The FCC Wireless Bureau approved nine more licenses Monday in the 900 MHz broadband segment awarded to PDV Spectrum. Two were in Missouri, seven in Kansas. The FCC approved an order in 2020 reallocating a 6 MHz swath in the band for broadband while keeping 4 MHz for narrowband (see 2005130057).
5G is becoming an increasingly important part of how businesses communicate, though what the 5G world will look like is still taking shape, speakers said Monday during a Fierce Wireless virtual enterprise 5G conference. “We’re still in the early days,” said Howard Wu, U.S. general manager for equipment maker Quanta Cloud Technology. “A lot of the enterprises, institutions, large organizations are trying to figure out how to use 5G as an enabled technology,” he said. “5G isn’t an aim in and of itself, it’s an enabler,” said Macquarie Capital’s Oliver Bradley. “The key is what is it you’re ... trying to achieve,” he said. Historically, the cost of capital was high for the kinds of companies now active in 5G, with investors expecting higher rewards because of higher risks, he said: “That attracts a certain cost of capital that’s fairly expensive,” he said.
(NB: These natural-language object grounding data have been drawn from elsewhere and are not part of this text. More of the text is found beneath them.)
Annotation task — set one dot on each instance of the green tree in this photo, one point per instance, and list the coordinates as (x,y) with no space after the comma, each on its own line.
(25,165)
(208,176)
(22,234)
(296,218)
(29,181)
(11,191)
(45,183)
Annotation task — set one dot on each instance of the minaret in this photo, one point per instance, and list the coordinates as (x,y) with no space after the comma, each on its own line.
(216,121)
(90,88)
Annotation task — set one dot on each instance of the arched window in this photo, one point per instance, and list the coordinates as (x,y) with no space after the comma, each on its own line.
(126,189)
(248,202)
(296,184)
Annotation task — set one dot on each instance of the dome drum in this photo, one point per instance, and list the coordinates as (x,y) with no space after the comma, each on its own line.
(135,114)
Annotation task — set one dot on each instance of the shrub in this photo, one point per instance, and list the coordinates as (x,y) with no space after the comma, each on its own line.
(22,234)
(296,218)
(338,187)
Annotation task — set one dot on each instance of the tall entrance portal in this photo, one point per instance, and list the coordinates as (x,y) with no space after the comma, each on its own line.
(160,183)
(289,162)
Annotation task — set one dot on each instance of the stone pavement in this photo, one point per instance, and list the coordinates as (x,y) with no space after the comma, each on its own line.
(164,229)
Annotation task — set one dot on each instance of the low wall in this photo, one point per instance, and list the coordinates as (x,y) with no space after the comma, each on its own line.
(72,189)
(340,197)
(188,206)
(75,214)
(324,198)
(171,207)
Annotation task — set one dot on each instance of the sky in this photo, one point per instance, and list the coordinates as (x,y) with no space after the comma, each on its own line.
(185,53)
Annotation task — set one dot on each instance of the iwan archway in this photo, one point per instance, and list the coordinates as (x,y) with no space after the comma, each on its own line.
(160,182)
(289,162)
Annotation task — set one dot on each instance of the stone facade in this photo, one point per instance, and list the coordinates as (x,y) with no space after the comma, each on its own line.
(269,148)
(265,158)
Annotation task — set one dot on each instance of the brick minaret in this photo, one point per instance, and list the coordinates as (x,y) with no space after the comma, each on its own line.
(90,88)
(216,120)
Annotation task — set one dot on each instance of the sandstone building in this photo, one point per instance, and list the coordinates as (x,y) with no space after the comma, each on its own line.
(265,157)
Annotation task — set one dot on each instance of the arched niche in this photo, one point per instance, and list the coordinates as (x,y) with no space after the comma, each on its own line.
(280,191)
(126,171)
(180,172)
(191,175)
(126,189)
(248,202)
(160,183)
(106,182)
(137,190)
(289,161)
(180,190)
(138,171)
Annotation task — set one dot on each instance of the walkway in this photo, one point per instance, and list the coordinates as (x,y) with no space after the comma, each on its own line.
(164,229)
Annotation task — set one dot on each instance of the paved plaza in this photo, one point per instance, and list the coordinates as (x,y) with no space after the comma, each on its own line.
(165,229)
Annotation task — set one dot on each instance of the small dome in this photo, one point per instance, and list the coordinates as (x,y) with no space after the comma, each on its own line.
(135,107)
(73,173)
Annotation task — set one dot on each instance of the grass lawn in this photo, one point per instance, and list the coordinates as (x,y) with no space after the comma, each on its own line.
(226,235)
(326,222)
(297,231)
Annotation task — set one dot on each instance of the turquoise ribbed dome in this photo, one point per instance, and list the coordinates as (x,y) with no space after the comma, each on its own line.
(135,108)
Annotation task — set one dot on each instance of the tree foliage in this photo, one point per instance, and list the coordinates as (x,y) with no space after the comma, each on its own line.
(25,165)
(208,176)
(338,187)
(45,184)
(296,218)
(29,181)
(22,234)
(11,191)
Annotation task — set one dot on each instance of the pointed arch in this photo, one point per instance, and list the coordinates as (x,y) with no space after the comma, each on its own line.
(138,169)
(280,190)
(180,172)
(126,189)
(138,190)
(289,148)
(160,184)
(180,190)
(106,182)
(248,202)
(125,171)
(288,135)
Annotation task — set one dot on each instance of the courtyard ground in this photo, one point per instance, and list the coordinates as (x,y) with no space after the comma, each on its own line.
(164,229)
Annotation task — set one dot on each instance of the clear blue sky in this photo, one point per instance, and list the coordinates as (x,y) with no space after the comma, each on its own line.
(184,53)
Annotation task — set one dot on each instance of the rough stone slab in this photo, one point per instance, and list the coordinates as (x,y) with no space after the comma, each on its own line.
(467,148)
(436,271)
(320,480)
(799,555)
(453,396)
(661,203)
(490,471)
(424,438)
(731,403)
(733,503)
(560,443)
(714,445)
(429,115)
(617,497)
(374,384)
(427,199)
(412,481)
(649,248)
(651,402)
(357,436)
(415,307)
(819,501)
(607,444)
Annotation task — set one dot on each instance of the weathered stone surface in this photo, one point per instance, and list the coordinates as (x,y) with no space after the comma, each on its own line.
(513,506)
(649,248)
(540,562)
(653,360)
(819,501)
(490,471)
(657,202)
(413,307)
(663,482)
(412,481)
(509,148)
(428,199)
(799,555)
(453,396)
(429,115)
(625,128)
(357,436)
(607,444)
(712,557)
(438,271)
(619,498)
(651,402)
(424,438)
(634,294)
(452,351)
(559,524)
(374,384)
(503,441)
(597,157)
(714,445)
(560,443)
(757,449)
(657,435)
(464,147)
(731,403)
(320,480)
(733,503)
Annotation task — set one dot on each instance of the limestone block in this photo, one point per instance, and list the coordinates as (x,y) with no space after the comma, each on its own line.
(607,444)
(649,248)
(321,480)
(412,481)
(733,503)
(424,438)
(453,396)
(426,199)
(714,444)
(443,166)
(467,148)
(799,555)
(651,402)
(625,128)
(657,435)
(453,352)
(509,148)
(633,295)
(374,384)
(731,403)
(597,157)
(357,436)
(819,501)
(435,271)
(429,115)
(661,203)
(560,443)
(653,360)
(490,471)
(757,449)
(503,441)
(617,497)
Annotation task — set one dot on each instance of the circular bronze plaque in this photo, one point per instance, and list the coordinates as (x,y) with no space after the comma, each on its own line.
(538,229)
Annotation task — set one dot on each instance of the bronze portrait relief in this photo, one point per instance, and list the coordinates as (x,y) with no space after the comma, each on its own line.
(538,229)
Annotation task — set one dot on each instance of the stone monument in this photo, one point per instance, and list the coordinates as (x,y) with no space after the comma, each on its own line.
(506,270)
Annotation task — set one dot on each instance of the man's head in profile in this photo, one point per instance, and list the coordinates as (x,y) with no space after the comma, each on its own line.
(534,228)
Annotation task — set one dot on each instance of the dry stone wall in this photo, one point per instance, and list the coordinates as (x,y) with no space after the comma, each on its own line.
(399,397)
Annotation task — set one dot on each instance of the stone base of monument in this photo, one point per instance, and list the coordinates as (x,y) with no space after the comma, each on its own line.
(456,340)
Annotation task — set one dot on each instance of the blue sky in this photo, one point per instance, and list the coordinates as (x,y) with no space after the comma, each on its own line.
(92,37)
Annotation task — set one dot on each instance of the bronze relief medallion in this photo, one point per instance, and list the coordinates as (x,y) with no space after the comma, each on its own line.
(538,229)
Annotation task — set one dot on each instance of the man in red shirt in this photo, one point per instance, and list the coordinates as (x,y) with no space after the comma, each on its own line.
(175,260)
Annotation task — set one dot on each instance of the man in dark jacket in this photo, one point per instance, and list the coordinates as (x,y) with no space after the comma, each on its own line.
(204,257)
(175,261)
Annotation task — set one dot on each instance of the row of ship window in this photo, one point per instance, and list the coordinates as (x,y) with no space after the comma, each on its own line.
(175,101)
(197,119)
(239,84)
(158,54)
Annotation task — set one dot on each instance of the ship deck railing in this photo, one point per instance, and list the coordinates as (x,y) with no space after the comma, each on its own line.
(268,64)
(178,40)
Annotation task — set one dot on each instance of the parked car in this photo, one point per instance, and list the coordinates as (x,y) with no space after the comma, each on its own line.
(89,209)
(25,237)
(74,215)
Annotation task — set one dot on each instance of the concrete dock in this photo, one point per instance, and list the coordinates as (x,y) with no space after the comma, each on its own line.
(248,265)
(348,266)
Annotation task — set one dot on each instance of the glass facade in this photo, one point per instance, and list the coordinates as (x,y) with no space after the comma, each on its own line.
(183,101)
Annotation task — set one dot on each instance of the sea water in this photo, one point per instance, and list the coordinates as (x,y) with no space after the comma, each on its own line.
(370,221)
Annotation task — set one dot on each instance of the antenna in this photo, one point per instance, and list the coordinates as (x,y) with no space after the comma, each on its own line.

In recent years, traditional infrastructure investors, who are more averse to risk, are now viewing “the digital world” as “the next … utility,” Bradley said. Digital connectivity is now viewed as “an essential service” comparable to water or electricity, he said. “It’s not just a nice-to-have, it’s not just a tech, it’s not just a fashion or a fad,” he said. Enterprise customers are looking for a “seamless, cell-service experience,” more like traditional consumer wireless than the business-to-business communications of the past, “which traditionally had delays and many manual processes and steps,” said Mike Bimm, ServiceNow global head-telecom, media and technology architecture. “As the infrastructure complexity and the service offerings grow, you need to have efficient, automated processes, and that need only increases,” he said. Companies want continuity as they invest in 5G and smart buildings, said Steve Carroll, global account director at communications gear maker Belden. Belden cares about “scalability,” he said: “What are we building today that is going to make sure that we’re not going to have to rip and replace it three years from now?”